In the Obama administration’s latest attack on religious liberty, the Department of Health and Human Services has targeted the Little Sisters of the Poor—a group of Catholic nuns who have dedicated their lives to helping the destitute elderly.
The Little Sisters have sacrificed everything to care for the sick and the needy. They have forsaken material possessions and worldly pleasures to minister to the aging and afflicted. They have even made solemn vows of poverty and obedience so that they could fully devote themselves to a life of selfless service. Every day, the Little Sisters do immeasurable good in caring for the most vulnerable members of our society.
Obamacare Has Failed Utah.
But three years ago, the Little Sisters came under attack. They were besieged by the overbearing regulations of Obamacare, which boxed them into an untenable situation. The law’s contraception mandate confronted the Little Sisters with an impossible choice: Either offer employees birth control services in violation of your deeply held religious beliefs or pay the government $70 million in annual fines.

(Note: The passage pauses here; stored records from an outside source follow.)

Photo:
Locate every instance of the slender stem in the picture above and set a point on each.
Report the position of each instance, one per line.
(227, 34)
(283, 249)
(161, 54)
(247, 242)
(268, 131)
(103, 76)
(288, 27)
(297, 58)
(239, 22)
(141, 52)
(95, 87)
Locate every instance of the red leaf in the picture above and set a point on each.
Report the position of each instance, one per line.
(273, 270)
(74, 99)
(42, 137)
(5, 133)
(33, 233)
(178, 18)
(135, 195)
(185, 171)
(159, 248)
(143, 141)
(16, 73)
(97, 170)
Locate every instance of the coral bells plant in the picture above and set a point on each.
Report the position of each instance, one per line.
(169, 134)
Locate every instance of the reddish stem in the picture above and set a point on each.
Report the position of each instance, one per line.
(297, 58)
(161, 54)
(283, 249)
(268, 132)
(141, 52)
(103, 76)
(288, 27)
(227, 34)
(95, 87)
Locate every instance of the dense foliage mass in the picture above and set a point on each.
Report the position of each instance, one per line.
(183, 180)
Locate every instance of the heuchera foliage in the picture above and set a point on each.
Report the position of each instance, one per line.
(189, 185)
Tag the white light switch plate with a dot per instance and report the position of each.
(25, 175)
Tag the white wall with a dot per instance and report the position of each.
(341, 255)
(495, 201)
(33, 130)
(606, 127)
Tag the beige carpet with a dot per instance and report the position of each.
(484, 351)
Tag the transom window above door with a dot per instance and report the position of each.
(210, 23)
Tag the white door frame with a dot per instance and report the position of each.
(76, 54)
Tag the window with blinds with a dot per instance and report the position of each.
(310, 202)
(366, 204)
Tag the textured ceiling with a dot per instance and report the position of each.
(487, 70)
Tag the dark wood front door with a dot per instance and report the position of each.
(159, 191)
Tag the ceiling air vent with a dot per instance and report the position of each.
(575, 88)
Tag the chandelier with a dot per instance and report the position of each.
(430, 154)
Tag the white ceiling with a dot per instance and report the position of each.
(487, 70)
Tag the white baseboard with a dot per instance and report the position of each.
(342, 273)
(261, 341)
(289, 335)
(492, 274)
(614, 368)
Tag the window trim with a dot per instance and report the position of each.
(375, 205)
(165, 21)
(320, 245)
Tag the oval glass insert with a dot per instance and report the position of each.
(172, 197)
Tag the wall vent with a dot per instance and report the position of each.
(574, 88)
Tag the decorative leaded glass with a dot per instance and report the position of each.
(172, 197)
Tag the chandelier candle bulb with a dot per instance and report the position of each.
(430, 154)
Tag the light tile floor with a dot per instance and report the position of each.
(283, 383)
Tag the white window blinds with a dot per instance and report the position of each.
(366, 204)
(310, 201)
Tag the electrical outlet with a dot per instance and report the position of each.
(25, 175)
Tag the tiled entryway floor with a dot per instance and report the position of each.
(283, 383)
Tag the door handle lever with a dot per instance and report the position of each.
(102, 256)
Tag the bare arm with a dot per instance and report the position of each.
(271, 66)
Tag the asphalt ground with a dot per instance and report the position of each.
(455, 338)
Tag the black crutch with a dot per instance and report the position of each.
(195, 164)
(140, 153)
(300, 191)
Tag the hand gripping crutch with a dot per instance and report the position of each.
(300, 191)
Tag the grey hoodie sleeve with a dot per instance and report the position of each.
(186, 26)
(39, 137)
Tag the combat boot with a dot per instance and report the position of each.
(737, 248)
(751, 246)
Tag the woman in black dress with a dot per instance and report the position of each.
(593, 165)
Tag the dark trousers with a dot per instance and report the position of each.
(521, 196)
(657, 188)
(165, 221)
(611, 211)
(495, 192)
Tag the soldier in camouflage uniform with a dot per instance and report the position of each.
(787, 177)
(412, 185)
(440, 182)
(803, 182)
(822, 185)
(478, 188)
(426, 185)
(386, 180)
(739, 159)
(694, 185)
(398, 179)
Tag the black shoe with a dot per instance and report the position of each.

The nuns couldn’t choose the former without contravening their own principles—but they couldn’t choose the latter without risking financial ruin. So they made a courageous stand against the Obama administration by taking their case to the Supreme Court.
On Tuesday, the Supreme Court ruled in favor of the Little Sisters, issuing a decision that ultimately requires the federal government to allow an exemption for religiously-affiliated non-profit organizations. The decision thwarts the President’s efforts to bully Catholic nuns into compliance with a law that contradicts their religious beliefs.
At the beginning of this year, I signed an amicus brief in support of the Little Sisters, so naturally I am pleased with the Court’s decision. But the fact that this case even had to be argued is cause for alarm. Our government was established to defend—not undermine—religious freedom. Upholding the rights of religious minorities should be government’s foremost priority from the very beginning, not a begrudging concession at the very end.
Like you, I am deeply troubled by recent attacks on religious liberty. That’s why I have spoken time and again on the importance of upholding this precious freedom. We cannot afford to be passive observers to attacks on free exercise, nor can we sit idly by as others defame and denigrate this most fundamental of freedoms.
Now is the time to redouble our efforts to protect and defend religious liberty. Know that I will continue to do everything in my power to ensure that the federal government does not infringe on our freedom of conscience.